Chaos Engineering on AWS: Fault Injection Simulator Guide
You don’t know your system is resilient until you’ve broken it on purpose.
I believed our payment processing service was fault tolerant. We ran multi-AZ. We had health checks. We had auto scaling. We had all the boxes ticked on the Well-Architected review. Then us-east-1b had a networking event on a Tuesday afternoon, and we watched a service that was supposed to gracefully fail over instead fall flat on its face. The load balancer kept routing to unhealthy targets for nearly four minutes because our health check intervals were too generous. The database failover triggered but the application’s connection pool held stale connections for another two minutes after that. Six minutes of degraded service for a payment processor. That’s the kind of thing that gets you a phone call from someone whose title starts with “Chief.”
The postmortem was brutal. Every single failure mode we hit was something we could’ve caught if we’d actually tested failover instead of assuming it worked.
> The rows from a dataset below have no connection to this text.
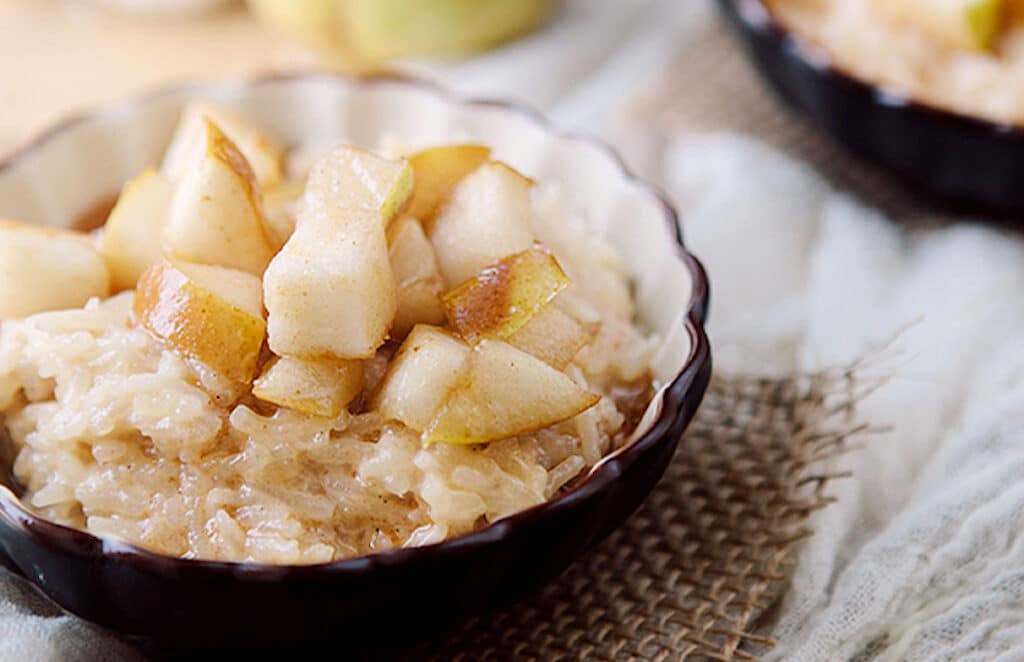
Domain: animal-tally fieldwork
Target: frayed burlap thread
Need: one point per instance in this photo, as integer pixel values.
(709, 554)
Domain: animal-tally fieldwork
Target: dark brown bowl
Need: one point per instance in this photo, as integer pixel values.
(181, 605)
(969, 162)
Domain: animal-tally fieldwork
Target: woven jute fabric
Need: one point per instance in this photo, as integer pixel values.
(709, 554)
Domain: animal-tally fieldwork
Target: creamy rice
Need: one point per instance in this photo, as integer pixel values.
(118, 435)
(862, 42)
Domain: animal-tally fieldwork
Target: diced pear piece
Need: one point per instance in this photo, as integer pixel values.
(364, 180)
(330, 291)
(487, 217)
(553, 336)
(43, 269)
(130, 242)
(261, 150)
(437, 172)
(967, 25)
(505, 391)
(504, 296)
(420, 284)
(427, 366)
(318, 387)
(212, 315)
(215, 216)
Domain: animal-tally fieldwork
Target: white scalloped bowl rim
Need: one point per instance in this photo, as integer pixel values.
(65, 171)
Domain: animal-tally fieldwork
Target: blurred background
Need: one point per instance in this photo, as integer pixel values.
(58, 56)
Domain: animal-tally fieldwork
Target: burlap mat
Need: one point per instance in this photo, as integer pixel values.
(709, 553)
(700, 570)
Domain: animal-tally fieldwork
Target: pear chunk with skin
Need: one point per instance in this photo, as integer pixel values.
(318, 387)
(130, 242)
(330, 291)
(552, 336)
(966, 25)
(420, 284)
(437, 172)
(504, 296)
(208, 314)
(43, 269)
(215, 215)
(262, 151)
(364, 180)
(427, 366)
(504, 391)
(487, 217)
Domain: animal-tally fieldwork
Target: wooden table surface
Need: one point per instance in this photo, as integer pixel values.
(57, 57)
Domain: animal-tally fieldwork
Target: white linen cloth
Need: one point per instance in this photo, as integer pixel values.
(923, 555)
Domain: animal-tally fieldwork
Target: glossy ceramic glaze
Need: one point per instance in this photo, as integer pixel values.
(968, 162)
(194, 605)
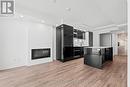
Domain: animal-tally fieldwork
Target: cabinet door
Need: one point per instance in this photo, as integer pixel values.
(68, 36)
(90, 38)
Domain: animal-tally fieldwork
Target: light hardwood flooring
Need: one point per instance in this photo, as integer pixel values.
(69, 74)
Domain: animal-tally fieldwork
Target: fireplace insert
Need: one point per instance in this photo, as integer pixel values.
(40, 53)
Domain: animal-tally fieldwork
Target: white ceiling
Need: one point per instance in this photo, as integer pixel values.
(89, 13)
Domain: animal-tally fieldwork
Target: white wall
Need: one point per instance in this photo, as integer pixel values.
(18, 37)
(96, 37)
(40, 36)
(106, 39)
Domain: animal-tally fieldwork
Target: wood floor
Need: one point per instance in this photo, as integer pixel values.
(69, 74)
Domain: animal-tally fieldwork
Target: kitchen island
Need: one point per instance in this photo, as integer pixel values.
(97, 56)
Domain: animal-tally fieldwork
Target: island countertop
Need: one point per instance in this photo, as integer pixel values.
(98, 47)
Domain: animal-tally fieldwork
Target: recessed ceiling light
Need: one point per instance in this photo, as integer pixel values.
(21, 16)
(68, 9)
(54, 1)
(42, 21)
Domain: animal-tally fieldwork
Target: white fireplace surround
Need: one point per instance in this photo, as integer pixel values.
(18, 37)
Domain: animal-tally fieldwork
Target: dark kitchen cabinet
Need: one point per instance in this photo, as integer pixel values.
(90, 38)
(64, 42)
(79, 34)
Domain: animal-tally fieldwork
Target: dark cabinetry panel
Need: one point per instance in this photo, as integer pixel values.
(79, 34)
(90, 38)
(64, 42)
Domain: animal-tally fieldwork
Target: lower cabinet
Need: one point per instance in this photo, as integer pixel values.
(71, 53)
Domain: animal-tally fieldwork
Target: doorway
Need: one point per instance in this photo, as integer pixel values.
(122, 44)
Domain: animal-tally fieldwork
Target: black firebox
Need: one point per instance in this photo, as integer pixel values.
(40, 53)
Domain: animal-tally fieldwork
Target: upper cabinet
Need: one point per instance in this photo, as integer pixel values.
(79, 34)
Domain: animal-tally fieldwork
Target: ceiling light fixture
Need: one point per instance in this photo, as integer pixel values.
(21, 16)
(42, 21)
(54, 1)
(68, 9)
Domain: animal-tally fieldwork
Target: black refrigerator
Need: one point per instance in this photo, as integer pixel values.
(64, 42)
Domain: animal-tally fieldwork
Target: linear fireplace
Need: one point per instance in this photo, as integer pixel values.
(40, 53)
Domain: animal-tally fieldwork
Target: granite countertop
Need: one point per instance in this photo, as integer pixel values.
(98, 47)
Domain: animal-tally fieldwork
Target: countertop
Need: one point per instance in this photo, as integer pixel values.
(98, 47)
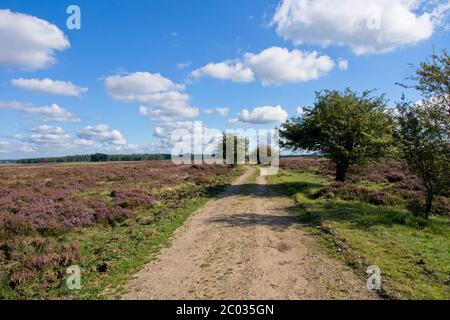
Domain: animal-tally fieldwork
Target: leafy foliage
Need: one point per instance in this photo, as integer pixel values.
(345, 127)
(424, 128)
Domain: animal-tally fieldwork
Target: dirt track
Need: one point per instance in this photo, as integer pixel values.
(245, 245)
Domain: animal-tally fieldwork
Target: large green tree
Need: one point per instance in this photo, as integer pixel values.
(345, 127)
(423, 128)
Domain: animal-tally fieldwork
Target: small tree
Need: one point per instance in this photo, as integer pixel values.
(345, 127)
(423, 128)
(240, 147)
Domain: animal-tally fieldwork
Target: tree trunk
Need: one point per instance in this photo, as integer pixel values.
(428, 203)
(341, 171)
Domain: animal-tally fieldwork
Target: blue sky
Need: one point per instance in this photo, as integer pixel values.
(175, 38)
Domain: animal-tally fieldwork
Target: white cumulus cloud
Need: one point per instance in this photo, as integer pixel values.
(28, 42)
(53, 113)
(262, 115)
(162, 99)
(223, 112)
(226, 70)
(369, 26)
(277, 65)
(49, 86)
(101, 133)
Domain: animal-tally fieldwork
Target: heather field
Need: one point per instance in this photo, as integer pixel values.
(106, 218)
(370, 220)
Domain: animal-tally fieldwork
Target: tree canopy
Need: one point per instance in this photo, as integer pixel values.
(346, 127)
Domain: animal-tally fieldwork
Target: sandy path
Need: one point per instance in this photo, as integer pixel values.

That incident is why I now treat chaos engineering practices as non-negotiable for anything running in production.
AWS Fault Injection Simulator — now called AWS Fault Injection Service, though everyone still says FIS — is the tool that changed how I approach this. It lets you run controlled experiments against your AWS infrastructure: stop EC2 instances, fail over RDS clusters, inject network latency, stress CPU on EKS pods, and more. All with guardrails so you don’t accidentally take down production while trying to prove it won’t go down.
Here’s how I use it, and how you should too.
What FIS Actually Does
FIS is a managed service for running fault injection experiments against AWS resources. You define an experiment template — what to break, how to break it, and when to stop — and FIS executes it while monitoring your stop conditions.
The core concepts are straightforward:
- Actions — the faults you inject. Stop instances, fail over databases, disrupt network connectivity, stress CPU, inject API errors.
- Targets — the AWS resources you’re hitting. EC2 instances, ECS tasks, EKS pods, RDS clusters, subnets.
- Stop conditions — CloudWatch alarms that automatically halt the experiment if things go sideways beyond what you intended.
- Experiment templates — reusable definitions that combine all of the above.
The supported action list is extensive. EC2 actions include stopping, rebooting, and terminating instances, plus Spot interruption simulation. ECS gets task-level CPU stress, network blackhole, latency injection, and packet loss. EKS has pod-level equivalents plus node group termination. RDS supports cluster failover and instance reboot. There are also network-level actions for disrupting subnet connectivity, VPC endpoints, and transit gateways, plus API-level fault injection for throttling and internal errors.
The thing that makes FIS different from running aws ec2 stop-instances in a script is the guardrails. Stop conditions tied to CloudWatch alarms mean the experiment automatically rolls back if your error rate or latency crosses a threshold. That’s the difference between chaos engineering and just breaking things.
Setting Up: IAM Role and Permissions
Before you run anything, FIS needs an IAM role with permission to do the things you’re asking it to do. This is where I see people get stuck — they create a role that’s either too broad or too narrow.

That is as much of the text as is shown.